Urânia Tourinho Peres
 
     Em 1917, Sigmund Freud publica o texto intitulado Luto e Melancolia, que não só desenvolve questões cruciais para a clínica da psicanálise, mas também traz uma nova contribuição aos estudos sobre a melancolia. Nesse texto, Freud trabalha as semelhanças e diferenças entre o luto e a melancolia. Quanto à semelhança, ambos estão ligados à perda do objeto amado, que pode ser uma pessoa, um ideal, uma crença, um mito, a pátria. Os dois desencadeiam o sofrimento, a apatia, a incapacidade de amar novamente e o desinteresse por tudo que não esteja ligado ao objeto amado. 
     Entretanto, as diferenças são mais significativas: a autorrecriminação, a ausência de autoestima e o desejo inconsciente de punição estão presentes na melancolia e ausentes no luto. Outra diferença é que, no luto, se trata apenas da perda do objeto e, na melancolia, a perda do objeto implica a perda de uma parte do eu. O melancólico sabe que perdeu alguma coisa de si mesmo, mas não sabe o que é. O luto é um estado passageiro e não é considerado patológico. Pelo contrário, ele é essencial, porque permite o processo de elaboração da perda do objeto. Segundo Freud, “No luto, é o mundo que se torna pobre e vazio; na melancolia, é o próprio ego.” (FREUD, Luto e Melancolia, 1917). 
     Para Freud, a melancolia está diretamente articulada com o narcisismo. É preciso, aqui, marcar a diferença fundamental entre dois narcisismos: o primário e o secundário. Jacques Lacan relaciona o narcisismo primário ao conceito freudiano de autoerotismo, e constrói uma nova teoria sobre o narcisismo secundário: o estádio do espelho. O narcisismo primário corresponde a um estado em que toda a libido da criança é investida nela mesma. O narcisismo secundário é o momento em que a criança (entre seis e doze meses de idade) apreende, pela primeira vez, a imagem unificada do seu próprio corpo. Esse tipo de narcisismo, também chamado por Lacan de identificação narcísica, é o que “permite ao homem situar com precisão a sua relação imaginária e libidinal ao mundo em geral. (...) O sujeito vê o seu ser numa reflexão em relação ao outro, isto é, em relação ao Ich-Ideal.” (LACAN, 1986, p.148).
     A melancolia teria origem na falta de investimento fálico na criança recém-nascida por parte da mãe, como agente da frustração. Essa tese é desenvolvida por Lacan no Seminário 4. Para ele, a dialética da frustração põe em cena o real, o simbólico e o imaginário. Num primeiro momento, o agente é simbólico (Desejo-da-mãe), a falta (sob a forma de dano) é imaginária e o objeto (como portador do alimento) é real. Num segundo momento, opera-se uma inversão: a mãe se desloca do simbólico para o real (Outro-real), adquirindo potência máxima, e o objeto se desloca do real para o simbólico, transformando-se, assim, em signo do dom, ou seja, símbolo do amor. Em relação a essa dialética, diz Lacan:

[...] a posição se inverteu ─ a mãe se tornou real e o objeto simbólico. O objeto vale como o testemunho do dom oriundo da potência materna. O objeto tem, a partir daí, duas ordens de propriedade satisfatória, ele é duas vezes objeto possível de satisfação ─ como anteriormente, ele satisfaz a uma necessidade, mas também simboliza uma potência favorável. (LACAN, 1995, p.69).

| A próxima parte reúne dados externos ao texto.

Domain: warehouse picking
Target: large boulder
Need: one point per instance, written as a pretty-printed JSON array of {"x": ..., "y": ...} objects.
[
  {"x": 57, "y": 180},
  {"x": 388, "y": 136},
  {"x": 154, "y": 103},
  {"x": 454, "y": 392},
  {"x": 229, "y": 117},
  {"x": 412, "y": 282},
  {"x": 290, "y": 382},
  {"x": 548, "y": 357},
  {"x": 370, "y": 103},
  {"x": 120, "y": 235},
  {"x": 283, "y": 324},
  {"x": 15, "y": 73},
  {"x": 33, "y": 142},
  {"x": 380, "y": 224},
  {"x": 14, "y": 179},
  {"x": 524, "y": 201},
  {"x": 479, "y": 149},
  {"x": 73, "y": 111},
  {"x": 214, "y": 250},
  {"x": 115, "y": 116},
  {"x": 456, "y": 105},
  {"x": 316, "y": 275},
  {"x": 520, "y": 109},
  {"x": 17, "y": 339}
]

A consequência dessa virada é a primeira simbolização arcaica da potência materna e a constituição da primeira metáfora. Essa virada, por sua vez, depende da posição da mãe, como portadora do Nome-do-Pai (Desejo da Mãe).É preciso que o filho seja imaginado como falo pela mãe para que ele se co-loque nesse lugar: “eu sou o falo”.
     
     A partir daí, constitui-se o narcisismo primário que, para Lacan, é sinônimo de autoerotismo e de falicização. Aqui, Lacan, questiona: “Em que momento a criança pode, em certa medida, sentir-se despossuída ela mesma de algo que exige da mãe, percebendo que não é ela que é amada, mas uma certa imagem?” (LACAN, 1995, p.72).
     A frustração, como vimos, antecede ao estádio do espelho, momento em que irá se constituir o eu (narcisismo secundário). É no processo de constituição do eu que se delineiam as relações especulares: o eu é o outro. Aqui surgem também as instâncias ideais do eu: ideal do eu, e eu ideal. Há muita confusão entre os conceitos de ideal do eu [Ich-Ideal] e supereu. Freud, inclusive, em Sobre o Narcisismo: uma introdução, apresenta esses dois conceitos como sinônimos.
O eu, desde Freud, é agente do recalque. Segundo Lacan, uma das noções mais fundamentais na obra de Freud é a identificação ideal do eu com o outro. Dessa identificação nasce o amor-paixão. (LACAN, 1986, p. 149). O sujeito fica capturado, fascinado e subjugado ao objeto amado, na medida em que ele é super-estimado. Freud, em Sobre o narcisismo: uma Introdução, afirma que


O desenvolvimento do ego consiste num afastamento do narcisismo primário e dá margem a uma vigorosa tentativa de recuperação desse estado. Esse afastamento é ocasionado pelo deslocamento da libido em direção a um ideal do ego imposto de fora, sendo a satisfação provocada pela realização desse ideal (FREUD, 1914, p. 117).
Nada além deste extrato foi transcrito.